Continuando esse raciocínio, ele ponderou que, caso a base de cálculo do carvão de nativa autorizado mude para o consumo anual total, o máximo de carvão de mata nativa a ser consumido passará de 1,2 milhão de m³ para 2,6 milhões. Isto porque o consumo total, englobando florestas plantadas no território mineiro ou fora dele, foi de 26 milhões de m³, em 2004. O diretor de Pesca e Biodiversidade do IEF, Célio Vale, foi além. Para ele, é preciso chegar a um ponto na legislação em que a floresta nativa permanecerá intocada. "O apego dos produtores ao carvão de nativa é pré-histórico. Eles continuam a ser homens das cavernas", desabafou, afirmando que a floresta de carvoejamento é conduzida por irresponsáveis, que estão pilhando a biodiversidade do país.

Ministério Público também tem postura crítica

Os dois representantes do Ministério Público Estadual que participaram da reunião criticaram não somente o PL 1.920/04, mas também a Lei Florestal. Na opinião do coordenador do Centro de Apoio Operacional às Promotorias de Justiça de Defesa do Meio Ambiente, Patrimônio Cultural, Habitação e Urbanismo, Rodrigo Cançado Anaya Rojas, Minas Gerais está perdendo a luta pela preservação das matas nativas. "O pagamento da reposição florestal em dobro deve ser economicamente viável, já que a pressão sobre a floresta nativa não diminuiu", opinou, criticando a possibilidade dessa reposição. Já a autodeclaração de consumo excedente de carvão de nativa, prevista no projeto, é "uma confissão do crime", na opinião dele.

O promotor José Aparecido Gomes Rodrigues enfatizou que o setor produtivo precisa reconhecer sua culpa. "Se a fiscalização do IEF é deficiente, falta também ética no comportamento das empresas de siderurgia", apontou.
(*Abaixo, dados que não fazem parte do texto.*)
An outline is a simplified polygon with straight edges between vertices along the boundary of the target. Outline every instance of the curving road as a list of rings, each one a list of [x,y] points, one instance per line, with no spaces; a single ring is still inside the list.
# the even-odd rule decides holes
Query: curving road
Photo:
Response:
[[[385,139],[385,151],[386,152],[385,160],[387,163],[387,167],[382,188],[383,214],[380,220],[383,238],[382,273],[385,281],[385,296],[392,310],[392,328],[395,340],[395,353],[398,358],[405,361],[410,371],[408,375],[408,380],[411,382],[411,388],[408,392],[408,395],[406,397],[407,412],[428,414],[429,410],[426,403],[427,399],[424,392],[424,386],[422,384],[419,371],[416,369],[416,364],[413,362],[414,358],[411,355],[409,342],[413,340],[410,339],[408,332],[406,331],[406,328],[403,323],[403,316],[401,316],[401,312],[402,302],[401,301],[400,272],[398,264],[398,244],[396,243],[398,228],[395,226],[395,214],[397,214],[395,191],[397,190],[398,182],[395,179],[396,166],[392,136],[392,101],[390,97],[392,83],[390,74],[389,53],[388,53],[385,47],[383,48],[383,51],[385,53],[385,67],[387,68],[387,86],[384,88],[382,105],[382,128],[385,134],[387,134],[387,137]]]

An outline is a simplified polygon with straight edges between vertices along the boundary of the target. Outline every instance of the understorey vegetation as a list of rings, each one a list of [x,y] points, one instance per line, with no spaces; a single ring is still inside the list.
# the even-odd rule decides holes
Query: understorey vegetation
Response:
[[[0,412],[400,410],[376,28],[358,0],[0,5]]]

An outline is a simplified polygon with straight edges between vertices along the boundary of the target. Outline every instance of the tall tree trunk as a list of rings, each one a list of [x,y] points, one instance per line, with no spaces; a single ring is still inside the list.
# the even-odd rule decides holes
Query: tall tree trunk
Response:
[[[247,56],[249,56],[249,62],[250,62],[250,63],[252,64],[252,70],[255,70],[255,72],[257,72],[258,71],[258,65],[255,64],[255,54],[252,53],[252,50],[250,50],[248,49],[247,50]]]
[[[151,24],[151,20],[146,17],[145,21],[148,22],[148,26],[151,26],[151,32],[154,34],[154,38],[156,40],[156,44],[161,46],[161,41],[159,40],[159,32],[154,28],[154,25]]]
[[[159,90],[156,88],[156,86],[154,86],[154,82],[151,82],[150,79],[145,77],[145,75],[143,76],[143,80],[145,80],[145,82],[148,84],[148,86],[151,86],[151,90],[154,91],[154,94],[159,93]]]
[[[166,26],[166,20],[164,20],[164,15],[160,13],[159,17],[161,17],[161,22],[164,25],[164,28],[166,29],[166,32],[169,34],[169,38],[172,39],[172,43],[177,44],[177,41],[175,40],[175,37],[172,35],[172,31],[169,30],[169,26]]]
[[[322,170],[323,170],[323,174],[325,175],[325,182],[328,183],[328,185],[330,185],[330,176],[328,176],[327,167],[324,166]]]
Ele reivindicou um debate mais aprofundado sobre o assunto, afirmando que o carvão ilegal é transportado clandestinamente nas rodovias - e há quem o compre. Rodrigues também cobrou que o setor produtivo invista nas florestas plantadas. "Apesar dos esforços de despejar recursos públicos no reflorestamento, há uma leniência do setor produtivo em buscar a solução na floresta plantada", completou.

Requerimentos - Foram aprovados ainda cinco requerimentos: do deputado Célio Moreira (PL), solicitando audiência pública sobre o gás natural veicular; da deputada Elisa Costa (PT), solicitando à Fundação Estadual do Meio Ambiente (Feam) o envio de cópia de parecer técnico sobre a situação do aterro sanitário de Governador Valadares; do deputado Doutor Ronaldo (PDT), solicitando audiência pública para discutir o impacto ambiental na bacia do Rio Bananeiras; do deputado Padre João (PT), audiência pública para discutir resolução que disciplina o cadastramento de unidades de conservação da natureza; do deputado Paulo Piau (PP), solicitando audiência pública para analisar a eficácia dos instrumentos de gestão ambiental.

Presenças - Deputados Laudelino Augusto (PT), presidente; João Leite (sem partido), Paulo Piau (PP), Padre João (PT), Dalmo Ribeiro Silva (PSDB) e Carlos Gomes (PT). Além dos convidados mencionados na matéria, participaram o diretor de Desenvolvimento Florestal Sustentável do IEF, Geraldo Fausto da Silva, e Cristina Chiodi, da Amda.